TLDR 1: You are perpetuating a narrative that has no basis in historical facts and that posits a distinction within a people for 600 years that does not exist. Your theory was already tried here again this month and found wanting.
If you were to speak of the Edomite influence in Judaism, that exists just as it would also in Christianity, because the Edomite influx informed both. There is no separate Edomite people that suddenly got called "Ju" in 900s France, as if the continuous people that were called Judaeus in Latin for the millenium before that, the Talmudists who had Judahite genealogy, didn't deserve that title.

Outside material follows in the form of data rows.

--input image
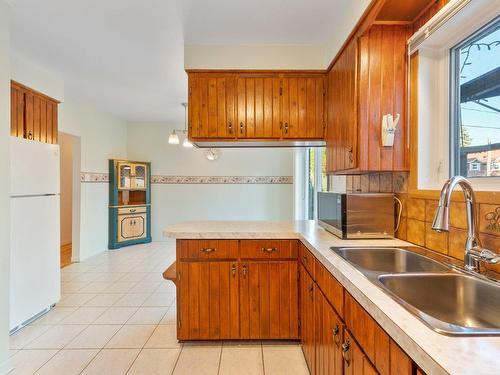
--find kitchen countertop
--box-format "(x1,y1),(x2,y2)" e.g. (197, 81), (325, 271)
(163, 221), (500, 375)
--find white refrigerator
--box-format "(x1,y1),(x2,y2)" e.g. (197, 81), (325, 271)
(10, 137), (61, 332)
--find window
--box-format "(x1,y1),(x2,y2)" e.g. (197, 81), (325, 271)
(450, 18), (500, 178)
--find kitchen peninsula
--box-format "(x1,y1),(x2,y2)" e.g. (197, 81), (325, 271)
(164, 221), (500, 374)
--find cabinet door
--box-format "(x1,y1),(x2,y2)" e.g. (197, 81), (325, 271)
(240, 261), (298, 339)
(132, 164), (148, 189)
(236, 76), (281, 139)
(177, 261), (239, 340)
(281, 76), (325, 139)
(325, 38), (358, 173)
(188, 74), (236, 139)
(117, 163), (134, 189)
(315, 288), (344, 375)
(342, 331), (377, 375)
(300, 266), (316, 375)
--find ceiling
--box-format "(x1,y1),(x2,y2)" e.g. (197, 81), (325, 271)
(9, 0), (368, 122)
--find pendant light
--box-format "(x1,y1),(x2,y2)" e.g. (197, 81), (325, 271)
(181, 103), (193, 148)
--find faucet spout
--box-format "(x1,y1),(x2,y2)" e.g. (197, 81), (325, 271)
(432, 176), (484, 272)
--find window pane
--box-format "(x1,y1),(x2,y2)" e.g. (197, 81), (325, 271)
(454, 21), (500, 177)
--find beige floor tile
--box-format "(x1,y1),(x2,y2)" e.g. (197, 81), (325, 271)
(85, 293), (125, 307)
(219, 346), (264, 375)
(31, 306), (78, 325)
(127, 349), (181, 375)
(93, 307), (137, 324)
(25, 325), (87, 349)
(262, 345), (309, 375)
(78, 281), (113, 293)
(61, 281), (89, 293)
(120, 272), (148, 282)
(160, 306), (177, 324)
(82, 349), (139, 375)
(103, 281), (137, 293)
(10, 325), (50, 349)
(57, 293), (96, 307)
(114, 293), (151, 307)
(36, 350), (98, 375)
(130, 281), (160, 293)
(126, 307), (168, 325)
(143, 293), (175, 307)
(9, 350), (57, 375)
(174, 346), (222, 375)
(66, 325), (122, 349)
(59, 307), (108, 324)
(106, 325), (155, 349)
(145, 325), (181, 349)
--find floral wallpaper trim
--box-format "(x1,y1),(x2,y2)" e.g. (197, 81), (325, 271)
(80, 172), (293, 185)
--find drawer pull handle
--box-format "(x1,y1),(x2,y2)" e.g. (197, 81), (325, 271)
(342, 341), (351, 366)
(262, 247), (278, 254)
(333, 324), (340, 346)
(201, 247), (217, 253)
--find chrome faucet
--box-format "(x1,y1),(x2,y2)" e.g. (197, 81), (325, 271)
(432, 176), (500, 272)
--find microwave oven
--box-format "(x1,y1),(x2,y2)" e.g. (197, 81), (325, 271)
(318, 192), (394, 239)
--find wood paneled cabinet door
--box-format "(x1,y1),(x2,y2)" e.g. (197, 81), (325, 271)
(10, 82), (58, 144)
(236, 75), (282, 139)
(281, 76), (326, 139)
(239, 261), (299, 339)
(342, 331), (378, 375)
(325, 25), (409, 174)
(177, 261), (239, 340)
(299, 266), (316, 375)
(188, 73), (237, 139)
(315, 288), (344, 375)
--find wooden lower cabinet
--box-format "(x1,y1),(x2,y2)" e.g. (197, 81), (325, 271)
(342, 332), (378, 375)
(239, 260), (299, 339)
(299, 266), (316, 375)
(315, 288), (345, 375)
(177, 261), (240, 340)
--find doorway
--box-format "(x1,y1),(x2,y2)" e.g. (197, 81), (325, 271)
(58, 132), (80, 268)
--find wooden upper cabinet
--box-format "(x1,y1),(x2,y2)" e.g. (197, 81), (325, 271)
(282, 76), (326, 139)
(10, 81), (59, 143)
(188, 71), (326, 141)
(188, 74), (236, 139)
(326, 25), (411, 174)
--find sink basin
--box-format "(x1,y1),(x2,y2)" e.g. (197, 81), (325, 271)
(378, 273), (500, 335)
(332, 247), (449, 276)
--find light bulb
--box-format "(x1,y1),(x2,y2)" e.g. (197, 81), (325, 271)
(168, 130), (179, 145)
(182, 137), (193, 148)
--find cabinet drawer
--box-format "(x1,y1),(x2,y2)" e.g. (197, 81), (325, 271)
(315, 261), (344, 318)
(240, 240), (298, 259)
(118, 207), (147, 215)
(299, 242), (316, 280)
(177, 240), (238, 259)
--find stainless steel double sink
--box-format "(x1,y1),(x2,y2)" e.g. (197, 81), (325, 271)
(331, 247), (500, 336)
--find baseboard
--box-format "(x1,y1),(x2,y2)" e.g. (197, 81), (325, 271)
(0, 358), (14, 375)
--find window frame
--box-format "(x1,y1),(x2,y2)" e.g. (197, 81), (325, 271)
(449, 16), (500, 181)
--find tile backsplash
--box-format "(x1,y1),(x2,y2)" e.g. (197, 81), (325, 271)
(328, 172), (500, 272)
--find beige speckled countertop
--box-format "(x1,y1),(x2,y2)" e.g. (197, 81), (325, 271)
(164, 221), (500, 375)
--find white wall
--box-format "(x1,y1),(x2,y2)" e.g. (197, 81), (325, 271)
(0, 0), (10, 374)
(128, 123), (293, 241)
(11, 55), (127, 260)
(59, 93), (127, 260)
(58, 132), (73, 245)
(184, 44), (328, 69)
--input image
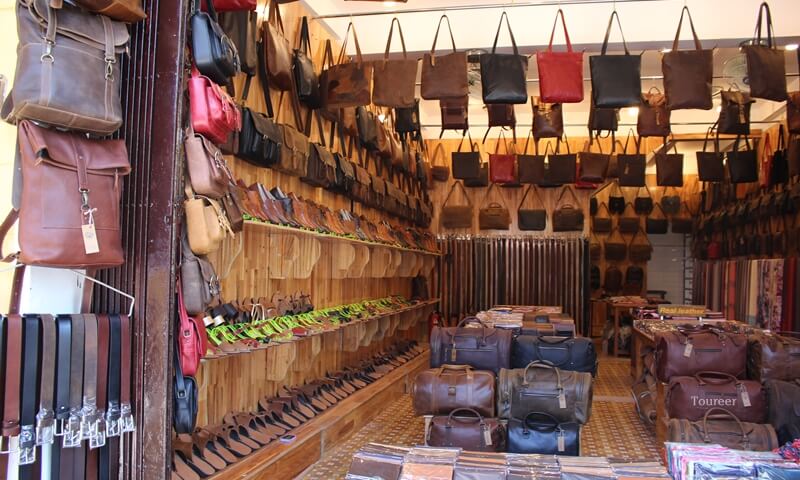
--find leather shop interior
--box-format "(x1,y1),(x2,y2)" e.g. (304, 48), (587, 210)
(0, 0), (800, 480)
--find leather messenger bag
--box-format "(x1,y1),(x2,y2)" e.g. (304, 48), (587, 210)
(431, 317), (512, 373)
(412, 365), (495, 417)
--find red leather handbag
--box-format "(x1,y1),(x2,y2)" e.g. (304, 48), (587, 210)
(536, 9), (583, 103)
(489, 132), (517, 184)
(189, 67), (242, 145)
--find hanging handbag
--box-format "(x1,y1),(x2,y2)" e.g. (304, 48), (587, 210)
(536, 8), (583, 104)
(531, 97), (564, 140)
(439, 181), (473, 229)
(727, 135), (758, 183)
(742, 2), (787, 102)
(656, 6), (714, 110)
(320, 22), (372, 109)
(3, 0), (130, 136)
(589, 10), (642, 108)
(553, 186), (583, 232)
(372, 17), (417, 107)
(517, 185), (547, 232)
(480, 12), (528, 105)
(420, 15), (469, 100)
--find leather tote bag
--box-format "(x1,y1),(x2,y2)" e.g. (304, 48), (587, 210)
(496, 362), (592, 424)
(12, 120), (131, 268)
(727, 136), (758, 183)
(536, 8), (583, 104)
(661, 6), (714, 110)
(8, 0), (130, 136)
(439, 181), (473, 228)
(480, 12), (528, 104)
(511, 334), (597, 376)
(666, 372), (767, 423)
(589, 10), (642, 108)
(517, 185), (547, 232)
(742, 2), (787, 102)
(372, 17), (417, 108)
(420, 15), (469, 100)
(508, 412), (581, 457)
(431, 317), (512, 373)
(320, 22), (372, 109)
(667, 407), (779, 452)
(553, 186), (583, 232)
(425, 408), (506, 452)
(411, 365), (495, 417)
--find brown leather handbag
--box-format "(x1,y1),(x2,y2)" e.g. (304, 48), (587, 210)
(411, 365), (495, 417)
(372, 17), (418, 108)
(9, 120), (131, 268)
(420, 15), (469, 100)
(667, 408), (780, 452)
(425, 408), (506, 452)
(656, 326), (747, 382)
(661, 6), (714, 111)
(666, 372), (767, 423)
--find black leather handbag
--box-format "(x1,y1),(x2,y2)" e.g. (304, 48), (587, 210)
(480, 12), (528, 104)
(191, 0), (239, 85)
(511, 335), (597, 376)
(508, 412), (581, 456)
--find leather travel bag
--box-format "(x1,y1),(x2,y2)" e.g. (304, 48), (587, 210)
(8, 0), (130, 136)
(511, 335), (597, 376)
(496, 362), (592, 425)
(666, 372), (767, 423)
(507, 412), (581, 456)
(430, 317), (512, 373)
(411, 365), (495, 417)
(425, 408), (506, 452)
(9, 120), (131, 268)
(656, 327), (747, 382)
(667, 408), (779, 452)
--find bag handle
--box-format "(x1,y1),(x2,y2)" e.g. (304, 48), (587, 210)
(672, 5), (703, 52)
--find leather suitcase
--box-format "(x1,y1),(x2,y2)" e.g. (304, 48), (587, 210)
(511, 335), (597, 376)
(747, 335), (800, 382)
(508, 412), (581, 456)
(764, 379), (800, 445)
(411, 365), (495, 417)
(431, 317), (512, 373)
(667, 408), (780, 452)
(666, 372), (767, 423)
(656, 325), (747, 382)
(497, 362), (592, 425)
(426, 408), (506, 452)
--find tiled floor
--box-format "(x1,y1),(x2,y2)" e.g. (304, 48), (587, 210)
(301, 358), (659, 480)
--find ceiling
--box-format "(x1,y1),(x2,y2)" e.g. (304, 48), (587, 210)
(303, 0), (800, 138)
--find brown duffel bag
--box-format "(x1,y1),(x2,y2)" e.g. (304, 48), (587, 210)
(667, 408), (780, 452)
(431, 317), (511, 373)
(426, 408), (506, 452)
(667, 372), (767, 423)
(747, 334), (800, 382)
(656, 326), (747, 382)
(411, 365), (494, 417)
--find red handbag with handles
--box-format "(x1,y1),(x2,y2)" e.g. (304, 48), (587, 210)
(189, 67), (242, 145)
(536, 9), (583, 103)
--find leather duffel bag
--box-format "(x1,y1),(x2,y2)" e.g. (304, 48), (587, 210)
(425, 408), (506, 452)
(411, 365), (495, 417)
(497, 362), (592, 425)
(511, 335), (597, 376)
(431, 317), (512, 373)
(667, 372), (767, 423)
(764, 379), (800, 445)
(747, 335), (800, 382)
(656, 326), (747, 382)
(508, 412), (581, 456)
(667, 408), (779, 452)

Now I didn't say you don't get to call out the likes of Epstein for calling himself Jewish. By all means expose all satanists and cabalists with no need to reference ethnicity. So there's no need to read me as saying that. What I did say is that we don't have the right to say that the whole group who identifies as Jews and Judahites today, who still often have genealogies going back to Judah and Levi, don't have the right to the name "Jews". If we say that, we affirm that outsiders get to decide names rather than insiders, and that would give the Jews logical rights to say we're not Americans but unnaturalized immigrants are the true Americans. Every people-group gets rights to self-determination and to decide who is one of them by immigration processes. Your argument amounts to saying the Judahites were too stupid to manage their own immigration process to maintain their identity, and we get to say from outside who the "true" and "false" Judahites were because their immigration decisions on the ground, when they knew the requirements of circumcision, count for nothing. It sounds like a very Jewish and subversive argument, frankly.
TLDR 2: I write because I have data and I earnestly want to know if my data is wrong. This theory has reared itself on Scored repeatedly, always without evidence, and so my honest quest for evidence remains. A discontinuity of people is not evinced by one millennial rabbinical view of process. Instead, the history shows one people of Judah who have been influenced and intermarried successively with Egyptians, Babylonians, Edomites, and Khazarians, and others, but who maintained their unity and polity the whole time. If an influx of immigrants gives outsiders the right to declare a polity to have broken, then the American polity would be no more; but as long as Americans uphold the same Constitution they remain the original America. The same is true of Judahites upholding the same Torah.